Electrical stimuli were applied via the peripherally implanted stimulating wires (square pulses of 0.2 ms duration; constant current). During paired pulse experiments, stimuli were applied at varying time intervals (from 30 to 90 ms). During fear tests, stimuli were typically applied every 1.5 s at 1.5× the threshold to evoke a CFP (Pardoe et al., 2004). This intensity of stimulus typically evoked a mild twitch of the stimulated hindlimb, but otherwise did not appear to disturb the animal.

Fear conditioning.

Fear conditioning (n = 5) and testing for freezing (see below) took place in two different contexts (A and B, respectively). The Skinner box (Med Associates) and its floor were cleaned thoroughly with 70% ethanol after every session. On days 1–3, animals were acclimatized for 5 min each day to context A. On day 4, in context A, rats were exposed to an auditory cue (conditioned stimulus, CS) or a foot shock (unconditioned stimulus, US; 0.75 mA) fear-conditioned protocol. This involved 7 trials (30 s intertrial interval) of paired CS (1 kHz auditory tone, 75 dB, 10 s duration) and US presentations (Sacchetti et al., 2004). Due to stimulus and movement artifacts, it was not possible to record electrophysiological responses during fear conditioning.

Fear-conditioned testing.

Twenty-four hours after fear conditioning, each animal (n = 5) was placed in the Skinner box with context B and, after 5 min, they were presented with 7× CS. Freezing epochs were identified using a combination of neck EMG recordings (Steenland and Zhuo, 2009) and video recordings. Freezing was confirmed by cessation of all movements except those associated with respiration and eye movements and was typically characterized by crouching postures (Blanchard and Blanchard, 1969). CFPs were evoked at regular intervals (every 1.5 s, see above) and neck EMG recorded continuously throughout fear retrieval.

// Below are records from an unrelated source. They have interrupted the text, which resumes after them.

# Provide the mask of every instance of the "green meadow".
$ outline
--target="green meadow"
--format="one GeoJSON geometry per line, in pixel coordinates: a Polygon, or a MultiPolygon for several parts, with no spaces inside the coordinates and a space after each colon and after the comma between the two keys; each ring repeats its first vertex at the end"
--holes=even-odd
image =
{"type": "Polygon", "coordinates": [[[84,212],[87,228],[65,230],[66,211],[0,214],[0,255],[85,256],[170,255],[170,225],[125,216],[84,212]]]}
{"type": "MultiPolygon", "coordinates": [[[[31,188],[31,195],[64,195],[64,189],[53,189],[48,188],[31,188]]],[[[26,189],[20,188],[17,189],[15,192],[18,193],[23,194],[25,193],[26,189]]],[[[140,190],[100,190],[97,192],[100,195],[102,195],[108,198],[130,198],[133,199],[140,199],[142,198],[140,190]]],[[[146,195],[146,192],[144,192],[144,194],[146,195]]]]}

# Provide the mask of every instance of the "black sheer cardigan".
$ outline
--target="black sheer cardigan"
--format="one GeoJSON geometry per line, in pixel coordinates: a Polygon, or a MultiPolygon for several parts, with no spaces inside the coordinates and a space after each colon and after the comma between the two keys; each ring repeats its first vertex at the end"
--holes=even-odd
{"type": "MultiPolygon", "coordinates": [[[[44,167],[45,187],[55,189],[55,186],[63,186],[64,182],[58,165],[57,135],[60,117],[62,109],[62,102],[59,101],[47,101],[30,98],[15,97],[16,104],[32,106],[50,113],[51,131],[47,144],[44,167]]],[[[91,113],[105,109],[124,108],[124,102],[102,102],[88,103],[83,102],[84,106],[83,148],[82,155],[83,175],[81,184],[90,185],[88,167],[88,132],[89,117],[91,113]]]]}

Chemical activation of vlPAG.

In one animal, a bilateral injection cannula (Plastics One) was implanted stereotaxically into the vlPAG (10° angle, AP −2.2 mm, ML 1 mm from bregma, 5.5 mm deep from brain surface). The vlPAG was chemically activated using 100 nl of 50 mm DLH (Sigma-Aldrich) containing pontamine sky blue, which was pressure injected via the cannula while the animal was sitting quietly at rest in its home cage. Evoked CFPs and neck EMG were recorded as indicated above before, during, and after the DLH injection.

Histology for chronic recording experiments.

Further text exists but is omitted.